I can appreciate the point that form is the expression of knowledge, i.e., knowledge requires form if it is to be expressed; however, I disagree with you that the necessity is biconditional, i.e., I disagree that one must reject knowledge if one rejects forms, and therefore I disagree that postmodernism is a cultural regression. The forms of knowledge's expression are defeasible--they can be subject to repudiation, termination, or annulment. In repudiating form, especially traditional form, postmodernism sought some sort of excendence (to borrow from Levinas) from the inherited media of expression, i.e., they sought some sort of 'freedom' or 'escape' from religion, humanism, modernism, and all the other forms that bind and placate the expression of humanity, i.e., of being human.
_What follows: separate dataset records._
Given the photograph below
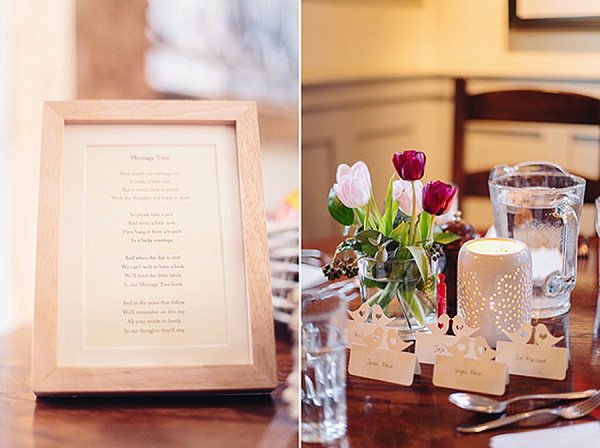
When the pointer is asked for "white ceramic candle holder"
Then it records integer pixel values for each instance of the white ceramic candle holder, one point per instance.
(494, 286)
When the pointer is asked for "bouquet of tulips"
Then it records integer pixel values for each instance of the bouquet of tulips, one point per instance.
(403, 230)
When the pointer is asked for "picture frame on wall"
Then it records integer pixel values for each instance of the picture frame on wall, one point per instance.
(152, 271)
(554, 14)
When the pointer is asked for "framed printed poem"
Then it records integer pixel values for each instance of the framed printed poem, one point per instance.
(152, 270)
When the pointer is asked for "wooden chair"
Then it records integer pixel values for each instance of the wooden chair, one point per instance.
(534, 106)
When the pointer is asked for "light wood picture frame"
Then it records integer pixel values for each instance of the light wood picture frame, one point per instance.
(152, 272)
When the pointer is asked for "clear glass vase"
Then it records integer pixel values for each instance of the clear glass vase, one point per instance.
(398, 287)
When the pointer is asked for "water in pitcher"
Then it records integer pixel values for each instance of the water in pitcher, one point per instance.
(542, 230)
(540, 204)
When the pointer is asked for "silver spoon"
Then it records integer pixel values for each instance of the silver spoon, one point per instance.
(479, 403)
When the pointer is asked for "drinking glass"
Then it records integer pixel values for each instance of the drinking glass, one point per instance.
(597, 201)
(323, 376)
(540, 204)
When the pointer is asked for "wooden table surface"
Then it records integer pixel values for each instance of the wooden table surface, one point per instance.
(193, 421)
(386, 415)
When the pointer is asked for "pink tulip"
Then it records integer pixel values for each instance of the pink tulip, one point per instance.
(359, 169)
(353, 186)
(402, 192)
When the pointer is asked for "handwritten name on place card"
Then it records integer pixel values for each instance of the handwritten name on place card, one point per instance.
(533, 360)
(475, 375)
(380, 364)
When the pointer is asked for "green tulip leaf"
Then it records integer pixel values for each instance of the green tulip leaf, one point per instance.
(420, 257)
(338, 210)
(445, 237)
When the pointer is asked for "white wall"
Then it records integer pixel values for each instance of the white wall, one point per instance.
(6, 305)
(43, 68)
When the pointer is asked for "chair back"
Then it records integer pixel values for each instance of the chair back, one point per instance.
(532, 106)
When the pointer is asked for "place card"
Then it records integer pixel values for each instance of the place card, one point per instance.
(392, 364)
(428, 345)
(539, 360)
(476, 375)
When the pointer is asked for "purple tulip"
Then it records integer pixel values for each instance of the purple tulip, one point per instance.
(410, 165)
(402, 192)
(438, 197)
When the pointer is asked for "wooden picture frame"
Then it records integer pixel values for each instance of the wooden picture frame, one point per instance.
(152, 270)
(584, 21)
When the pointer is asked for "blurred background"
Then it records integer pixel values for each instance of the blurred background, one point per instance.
(135, 49)
(378, 77)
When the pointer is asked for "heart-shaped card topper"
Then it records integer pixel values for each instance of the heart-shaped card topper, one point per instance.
(460, 327)
(374, 339)
(378, 316)
(520, 336)
(361, 314)
(441, 326)
(543, 338)
(482, 350)
(461, 348)
(395, 342)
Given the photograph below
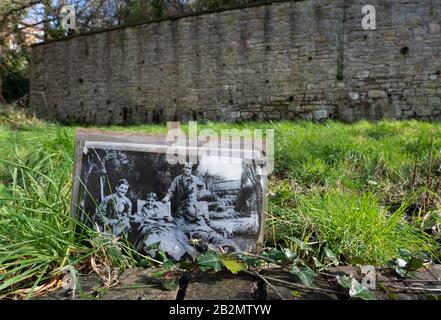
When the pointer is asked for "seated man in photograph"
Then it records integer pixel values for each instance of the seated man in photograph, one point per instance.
(113, 214)
(157, 226)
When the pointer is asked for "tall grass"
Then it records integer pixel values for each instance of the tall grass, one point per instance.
(38, 235)
(355, 227)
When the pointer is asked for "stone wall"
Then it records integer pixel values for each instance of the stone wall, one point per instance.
(285, 60)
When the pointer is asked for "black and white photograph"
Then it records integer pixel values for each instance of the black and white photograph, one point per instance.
(130, 190)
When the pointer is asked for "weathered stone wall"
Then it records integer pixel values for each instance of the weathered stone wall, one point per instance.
(308, 59)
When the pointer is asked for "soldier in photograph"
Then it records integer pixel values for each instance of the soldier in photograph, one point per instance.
(113, 214)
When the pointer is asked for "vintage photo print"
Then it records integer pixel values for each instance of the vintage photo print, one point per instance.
(124, 186)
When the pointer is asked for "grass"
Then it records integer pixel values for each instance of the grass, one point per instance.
(359, 190)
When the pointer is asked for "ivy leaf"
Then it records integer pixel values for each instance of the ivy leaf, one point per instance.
(209, 261)
(402, 272)
(331, 256)
(405, 253)
(252, 261)
(276, 255)
(170, 284)
(415, 264)
(317, 263)
(234, 265)
(289, 253)
(304, 273)
(301, 244)
(344, 281)
(357, 290)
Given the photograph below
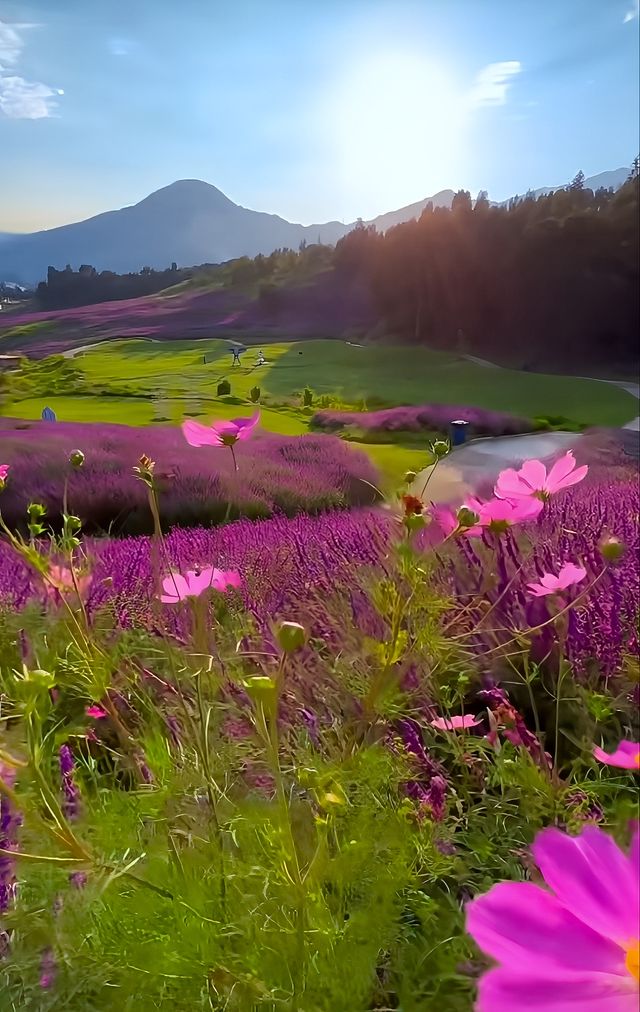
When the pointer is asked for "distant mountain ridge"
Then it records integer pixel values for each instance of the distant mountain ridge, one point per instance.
(189, 222)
Postmodernism was a failed experiment, for sure, but I hardly think it the attempt to excend ourselves constitutes a regression.

grodrigues said...

@ingx24:

"Final causes are tendencies to produce certain effects if I'm not mistaken."

You are mistaken.

grodrigues said...

@Bilbo:

"Feser's rejection of ID depends upon the notion that things have an inherent final cause to become whatever it is that they become, without the need of some external force that makes they become it."

No, this is not quite correct.

From the horse's mouth: http://edwardfeser.blogspot.pt/2010/05/id-versus-t-roundup.html

I (together with commenter Holopupenko) attempt a clarification here: http://www.thinkingchristian.net/2011/11/plantinga-theres-no-good-argument-for-design-but-who-needs-one/

Starting at #15, then #43. The discussion eventually branches to other things like Aquinas' views on Analogy. Warning: there are some imprecisions and slight mistakes in what I wrote, but for what I knew at the time it is not a completely botched up job.
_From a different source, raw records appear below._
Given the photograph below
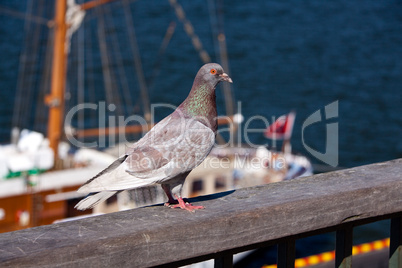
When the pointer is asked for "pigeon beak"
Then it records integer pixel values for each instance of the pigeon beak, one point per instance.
(226, 77)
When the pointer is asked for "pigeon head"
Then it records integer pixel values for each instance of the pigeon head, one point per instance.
(201, 102)
(210, 75)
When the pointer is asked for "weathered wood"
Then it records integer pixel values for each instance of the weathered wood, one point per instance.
(395, 247)
(287, 253)
(344, 245)
(224, 261)
(158, 235)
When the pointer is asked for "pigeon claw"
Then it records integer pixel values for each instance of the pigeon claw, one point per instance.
(184, 205)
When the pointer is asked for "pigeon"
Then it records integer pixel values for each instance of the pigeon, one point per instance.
(169, 151)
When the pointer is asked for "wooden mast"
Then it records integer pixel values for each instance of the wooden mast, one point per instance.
(55, 100)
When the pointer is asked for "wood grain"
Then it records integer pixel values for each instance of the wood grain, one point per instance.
(158, 235)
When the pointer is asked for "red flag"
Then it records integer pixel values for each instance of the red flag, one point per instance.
(281, 128)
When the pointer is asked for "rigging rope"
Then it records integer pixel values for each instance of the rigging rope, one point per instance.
(137, 62)
(189, 29)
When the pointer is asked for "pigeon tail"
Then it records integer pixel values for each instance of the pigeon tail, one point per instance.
(93, 199)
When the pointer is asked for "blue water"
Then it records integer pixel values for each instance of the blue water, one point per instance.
(283, 55)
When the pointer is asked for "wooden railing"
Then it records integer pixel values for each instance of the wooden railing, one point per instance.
(232, 222)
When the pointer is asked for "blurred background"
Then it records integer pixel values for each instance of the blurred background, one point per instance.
(282, 56)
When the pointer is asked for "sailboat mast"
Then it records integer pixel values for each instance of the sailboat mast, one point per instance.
(55, 100)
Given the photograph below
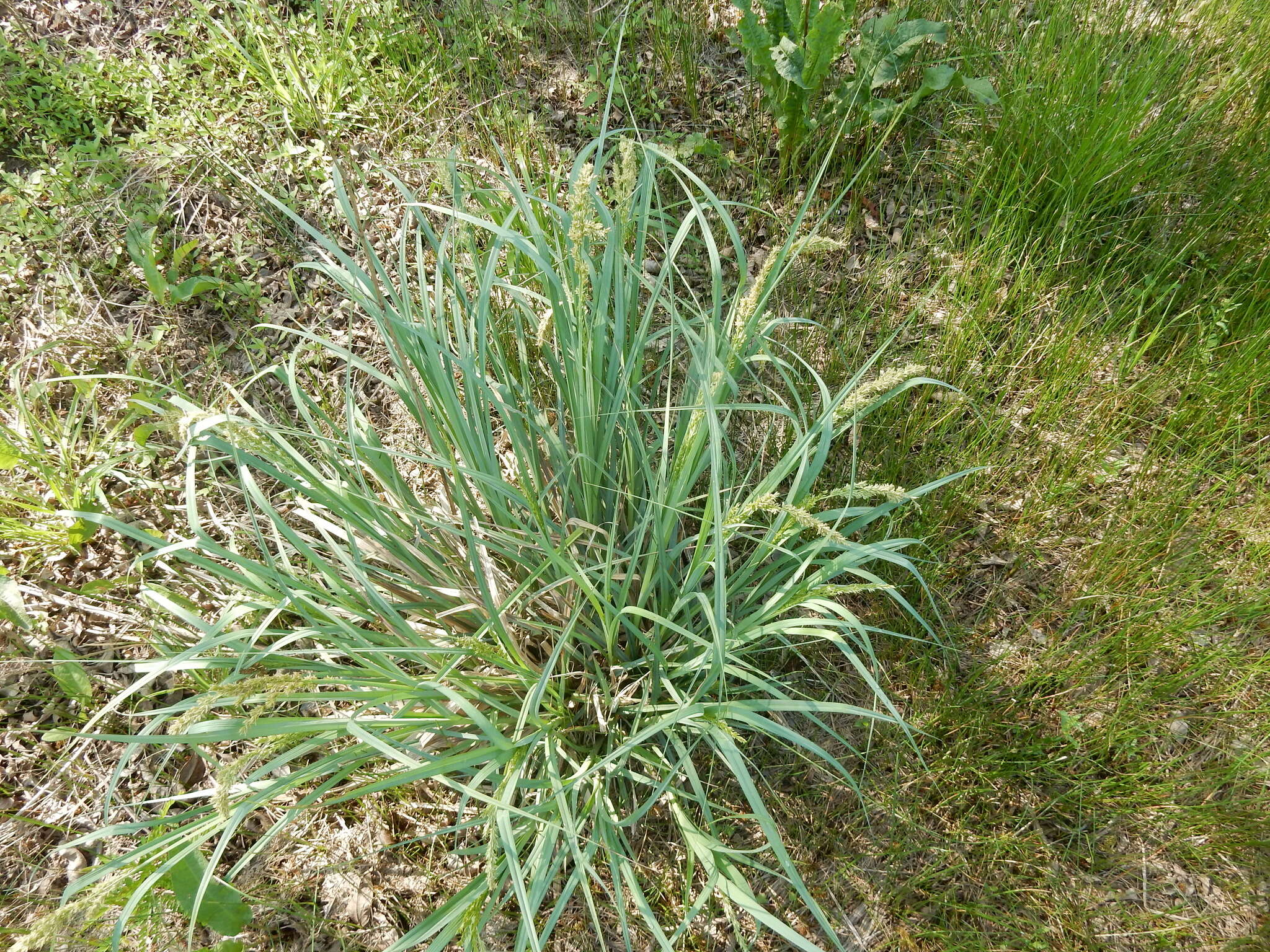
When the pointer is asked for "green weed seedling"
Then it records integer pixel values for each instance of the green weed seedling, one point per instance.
(167, 284)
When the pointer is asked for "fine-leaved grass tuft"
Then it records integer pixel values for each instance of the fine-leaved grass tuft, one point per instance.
(577, 593)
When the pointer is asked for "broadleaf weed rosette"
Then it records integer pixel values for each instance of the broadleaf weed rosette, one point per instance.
(563, 594)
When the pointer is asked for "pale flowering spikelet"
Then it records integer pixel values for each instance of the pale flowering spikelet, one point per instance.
(546, 324)
(625, 174)
(748, 305)
(865, 395)
(270, 687)
(889, 491)
(580, 202)
(801, 517)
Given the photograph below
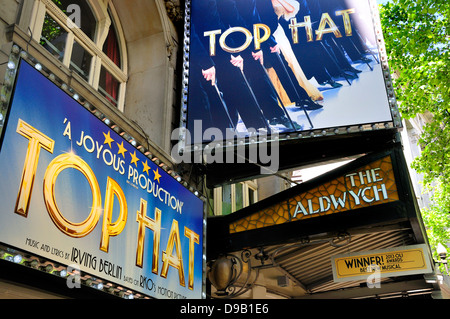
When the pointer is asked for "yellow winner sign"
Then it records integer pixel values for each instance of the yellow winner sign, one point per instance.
(391, 262)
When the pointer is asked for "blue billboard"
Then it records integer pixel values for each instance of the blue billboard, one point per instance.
(89, 198)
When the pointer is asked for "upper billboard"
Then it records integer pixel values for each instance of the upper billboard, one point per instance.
(262, 67)
(85, 196)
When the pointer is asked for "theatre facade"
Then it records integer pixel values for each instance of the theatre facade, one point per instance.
(147, 150)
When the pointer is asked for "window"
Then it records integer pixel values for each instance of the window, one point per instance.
(231, 198)
(88, 42)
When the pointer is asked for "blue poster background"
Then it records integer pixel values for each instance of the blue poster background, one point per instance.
(48, 109)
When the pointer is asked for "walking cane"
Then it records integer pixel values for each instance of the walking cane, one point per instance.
(219, 94)
(293, 86)
(278, 96)
(252, 94)
(341, 51)
(360, 53)
(367, 48)
(335, 62)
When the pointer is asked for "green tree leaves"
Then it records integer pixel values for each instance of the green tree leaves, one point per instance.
(417, 38)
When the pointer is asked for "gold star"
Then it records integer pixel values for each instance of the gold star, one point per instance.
(108, 139)
(134, 158)
(122, 149)
(146, 167)
(157, 175)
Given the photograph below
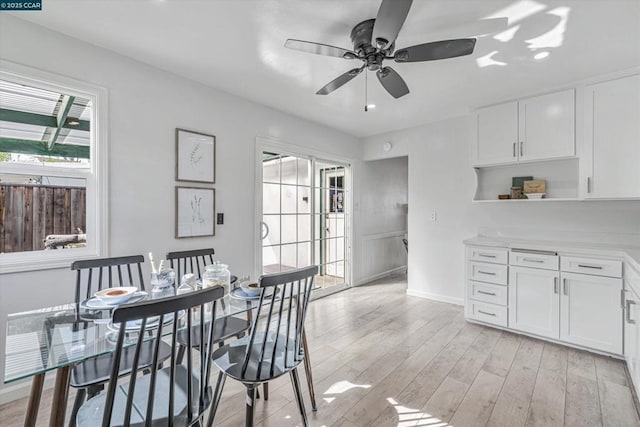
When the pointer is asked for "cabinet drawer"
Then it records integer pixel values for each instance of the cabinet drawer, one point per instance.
(594, 266)
(483, 272)
(534, 260)
(485, 254)
(494, 294)
(488, 313)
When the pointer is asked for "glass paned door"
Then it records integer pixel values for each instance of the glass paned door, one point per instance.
(304, 216)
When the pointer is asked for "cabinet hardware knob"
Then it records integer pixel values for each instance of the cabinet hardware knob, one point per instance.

"And it is at least debatable whether living things of one kind have an inherent final cause to become living things of a different kind. An empirical approach would be to ask the question whether or not any non-living thing has the inherent ability to become a living thing, or whether some sort of external force was needed to causer it to become a living thing. Feser's insistence on Aristotelian final causes means a rejection of an empirical investigation of this question."

Actually you gave an example -- the appearance of life -- that *is* a matter of controversy even within the Thomist camp, because every Thomist will tell you, and argue the case, that there is a difference in kind, not just in degree, between non-life and life, so it is not at all clear whether there is a need for an appeal to a special creative act of God or nor; some think it does, some do not. Once again, straight from the Horse's mouth: http://edwardfeser.blogspot.pt/2012/12/nagel-and-his-critics-part-vi.html

Start in the paragraph that starts as "Leibniz promoted least action principles". It is not directly about life, but the comments about teleology apply verbatim and should give the gist of what I am trying to get at.

Eric said...

Hi Dan, thanks for the response.

Perhaps we could help move the discussion along by looking at some specific examples. Do you have any paradigm case instances of attempts at excendance in mind that you would take to preserve (or affirm) knowledge while repudiating form?
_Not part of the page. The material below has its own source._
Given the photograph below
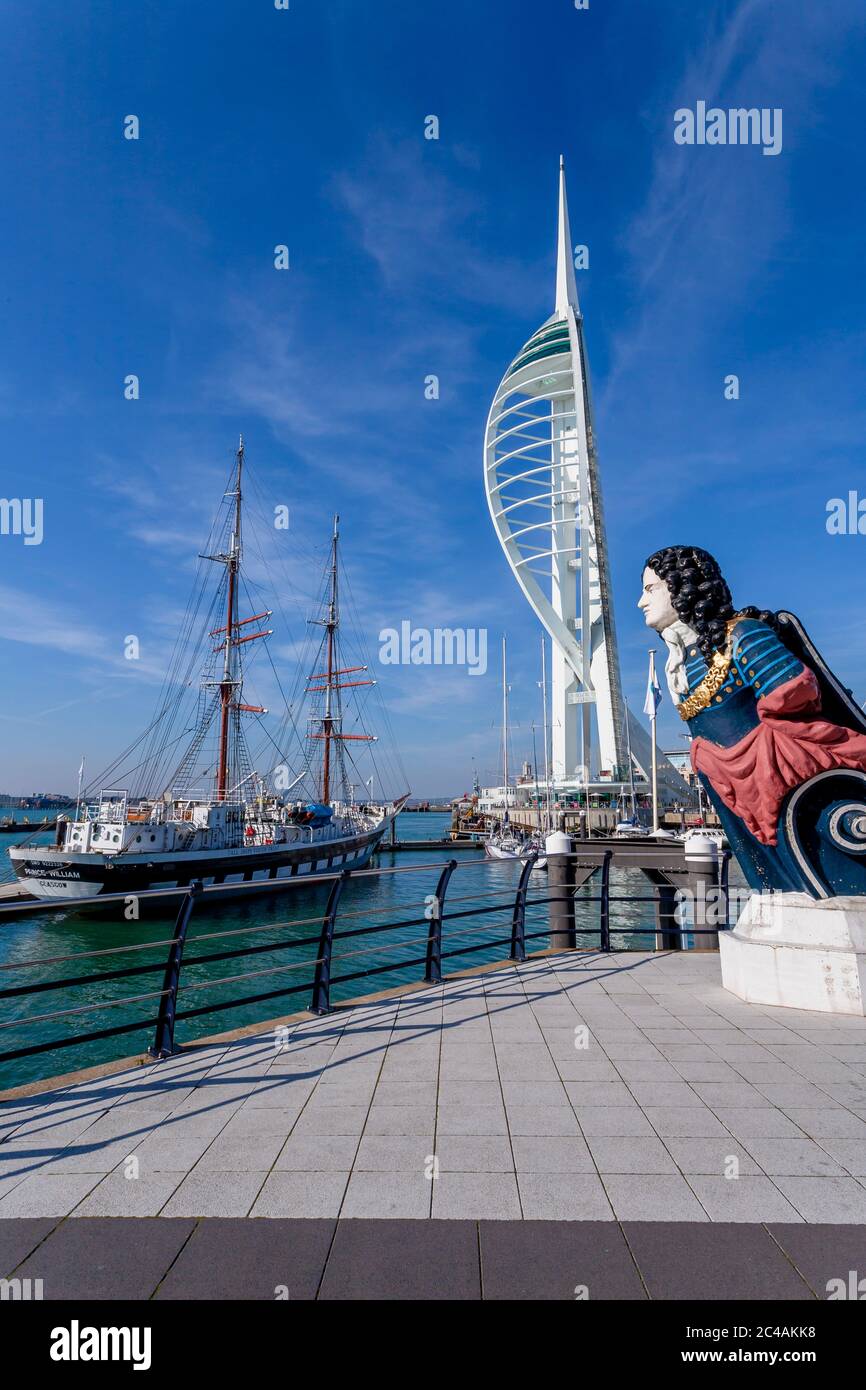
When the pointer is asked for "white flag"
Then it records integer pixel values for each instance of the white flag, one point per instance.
(654, 694)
(Sorry for the delayed response -- just getting over the flu!)

Unknown said...

Eric,

Off the top of my head, I can't think of any examples were form itself was repudiated, merely instances of form, i.e., "form--or 'forms'--of … " So I wouldn't say that those cases are instances of repudiating knowledge itself, merely instances of what we knew or thought we knew. I can think of some instances where certain thinkers have been lead to some sort of existential crisis over how form, or forms, are inextricably human, e.g., Sartre in his novel Nausea, but that isn't an outright repudiation of knowledge itself or form itself. I'd have to go through my library to find specific cases to examine with you, and, quite honestly, I think I'd come up empty.